Come mettere in sicurezza i tuoi endpoint API contro gli attacchi BOLA

Hai costruito un'API elegante. È veloce, scalabile e alimenta un'ottima esperienza utente. Probabilmente hai spuntato le caselle per le basi: hai abilitato HTTPS, stai usando JWT o API keys per l'autenticazione e forse hai persino eseguito uno scanner di vulnerabilità. Ti senti al sicuro. Ma c'è un killer silenzioso nel mondo della sicurezza delle API che gli scanner tradizionali spesso mancano, e non richiede un exploit complesso o un payload sofisticato per funzionare.

Si chiama BOLA—Broken Object Level Authorization.

Se non hai familiarità con il termine, BOLA è essenzialmente il trucco dello "scambio di ID". Immagina che un utente acceda alla tua app e veda il suo profilo su api.example.com/user/12345. Nota il numero alla fine. Per capriccio, cambia 12345 in 12346. Se il tuo server restituisce felicemente i dati privati dell'utente 12346 senza verificare se il richiedente abbia effettivamente il permesso di vederli, hai una vulnerabilità BOLA.

Sembra semplice, quasi troppo semplice. Ma questa semplicità è il motivo per cui BOLA è costantemente classificata come la minaccia numero 1 nell'OWASP API Security Top 10. Perché? Perché non è un fallimento dell'autenticazione (sapere chi è l'utente), ma un fallimento dell'autorizzazione (sapere cosa l'utente è autorizzato a fare).
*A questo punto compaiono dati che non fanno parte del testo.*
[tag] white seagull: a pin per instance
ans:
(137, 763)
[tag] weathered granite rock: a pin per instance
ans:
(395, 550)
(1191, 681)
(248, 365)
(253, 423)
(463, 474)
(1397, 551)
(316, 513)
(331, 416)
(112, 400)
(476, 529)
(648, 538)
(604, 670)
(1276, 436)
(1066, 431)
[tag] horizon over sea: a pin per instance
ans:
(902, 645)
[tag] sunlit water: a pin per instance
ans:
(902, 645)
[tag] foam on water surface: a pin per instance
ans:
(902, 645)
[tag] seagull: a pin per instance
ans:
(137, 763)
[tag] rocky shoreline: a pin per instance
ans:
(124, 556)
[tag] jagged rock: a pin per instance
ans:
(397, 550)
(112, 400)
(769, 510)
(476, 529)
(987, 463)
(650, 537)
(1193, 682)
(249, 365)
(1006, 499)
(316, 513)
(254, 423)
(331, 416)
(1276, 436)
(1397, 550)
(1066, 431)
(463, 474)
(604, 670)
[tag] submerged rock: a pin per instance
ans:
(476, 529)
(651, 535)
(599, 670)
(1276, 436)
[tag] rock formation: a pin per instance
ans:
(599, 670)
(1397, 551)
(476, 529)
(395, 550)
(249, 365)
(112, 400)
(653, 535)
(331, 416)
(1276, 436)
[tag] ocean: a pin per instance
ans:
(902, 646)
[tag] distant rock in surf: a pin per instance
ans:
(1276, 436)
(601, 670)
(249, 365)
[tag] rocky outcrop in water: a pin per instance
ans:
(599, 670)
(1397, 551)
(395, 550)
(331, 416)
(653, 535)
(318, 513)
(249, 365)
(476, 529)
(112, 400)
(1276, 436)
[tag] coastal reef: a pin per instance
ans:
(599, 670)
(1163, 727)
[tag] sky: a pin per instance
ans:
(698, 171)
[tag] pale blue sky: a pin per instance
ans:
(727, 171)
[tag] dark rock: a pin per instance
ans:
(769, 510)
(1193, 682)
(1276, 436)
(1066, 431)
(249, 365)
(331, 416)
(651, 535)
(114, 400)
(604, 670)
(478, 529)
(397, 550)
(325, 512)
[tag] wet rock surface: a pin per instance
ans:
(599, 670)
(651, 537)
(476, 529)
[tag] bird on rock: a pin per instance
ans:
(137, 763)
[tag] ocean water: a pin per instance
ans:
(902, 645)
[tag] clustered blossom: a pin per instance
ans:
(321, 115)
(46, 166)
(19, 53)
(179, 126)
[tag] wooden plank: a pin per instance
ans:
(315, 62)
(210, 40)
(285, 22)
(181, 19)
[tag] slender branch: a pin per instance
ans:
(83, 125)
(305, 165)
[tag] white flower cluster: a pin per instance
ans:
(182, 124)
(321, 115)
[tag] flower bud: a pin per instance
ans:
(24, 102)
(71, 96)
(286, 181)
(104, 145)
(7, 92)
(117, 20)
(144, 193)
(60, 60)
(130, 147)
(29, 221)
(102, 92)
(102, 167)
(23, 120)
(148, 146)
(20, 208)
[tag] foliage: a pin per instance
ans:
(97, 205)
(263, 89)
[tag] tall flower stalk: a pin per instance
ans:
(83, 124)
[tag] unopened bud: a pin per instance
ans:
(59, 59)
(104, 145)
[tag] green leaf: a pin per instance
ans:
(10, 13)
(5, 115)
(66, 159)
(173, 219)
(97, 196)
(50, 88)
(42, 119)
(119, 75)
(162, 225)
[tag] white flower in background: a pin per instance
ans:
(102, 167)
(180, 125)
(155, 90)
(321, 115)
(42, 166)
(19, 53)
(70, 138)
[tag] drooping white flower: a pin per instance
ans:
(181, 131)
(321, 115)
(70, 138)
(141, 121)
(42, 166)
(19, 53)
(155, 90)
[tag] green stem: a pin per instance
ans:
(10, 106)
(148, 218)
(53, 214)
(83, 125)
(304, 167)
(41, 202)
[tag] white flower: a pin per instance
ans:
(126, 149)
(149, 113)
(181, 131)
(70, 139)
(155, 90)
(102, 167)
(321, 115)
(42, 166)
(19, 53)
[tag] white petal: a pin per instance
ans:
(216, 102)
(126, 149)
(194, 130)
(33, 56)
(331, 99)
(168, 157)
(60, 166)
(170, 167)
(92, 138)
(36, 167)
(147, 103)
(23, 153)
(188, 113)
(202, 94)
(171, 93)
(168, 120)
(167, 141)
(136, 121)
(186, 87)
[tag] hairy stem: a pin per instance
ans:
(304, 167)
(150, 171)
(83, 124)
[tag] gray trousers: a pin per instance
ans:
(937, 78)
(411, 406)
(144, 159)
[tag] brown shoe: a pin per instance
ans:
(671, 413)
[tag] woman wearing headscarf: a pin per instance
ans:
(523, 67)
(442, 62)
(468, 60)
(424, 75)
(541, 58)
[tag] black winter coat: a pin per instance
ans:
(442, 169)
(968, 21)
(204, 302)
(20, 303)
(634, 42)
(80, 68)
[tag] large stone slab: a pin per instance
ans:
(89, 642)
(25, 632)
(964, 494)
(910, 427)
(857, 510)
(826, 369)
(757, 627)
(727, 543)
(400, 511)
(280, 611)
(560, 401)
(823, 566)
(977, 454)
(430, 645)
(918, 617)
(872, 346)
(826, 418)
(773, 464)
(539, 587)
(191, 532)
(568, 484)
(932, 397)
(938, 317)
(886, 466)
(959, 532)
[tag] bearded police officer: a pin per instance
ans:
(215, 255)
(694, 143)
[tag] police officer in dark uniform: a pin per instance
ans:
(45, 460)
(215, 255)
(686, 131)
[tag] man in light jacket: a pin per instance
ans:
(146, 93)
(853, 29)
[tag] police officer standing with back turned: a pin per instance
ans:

Proteggere i tuoi endpoint API dagli attacchi BOLA non significa aggiungere un firewall più grande; si tratta di cambiare il modo in cui la tua applicazione gestisce la proprietà dei dati. In questa guida, analizzeremo esattamente come funziona BOLA, perché si verifica e i passi concreti che puoi intraprendere per bloccare definitivamente i tuoi endpoint.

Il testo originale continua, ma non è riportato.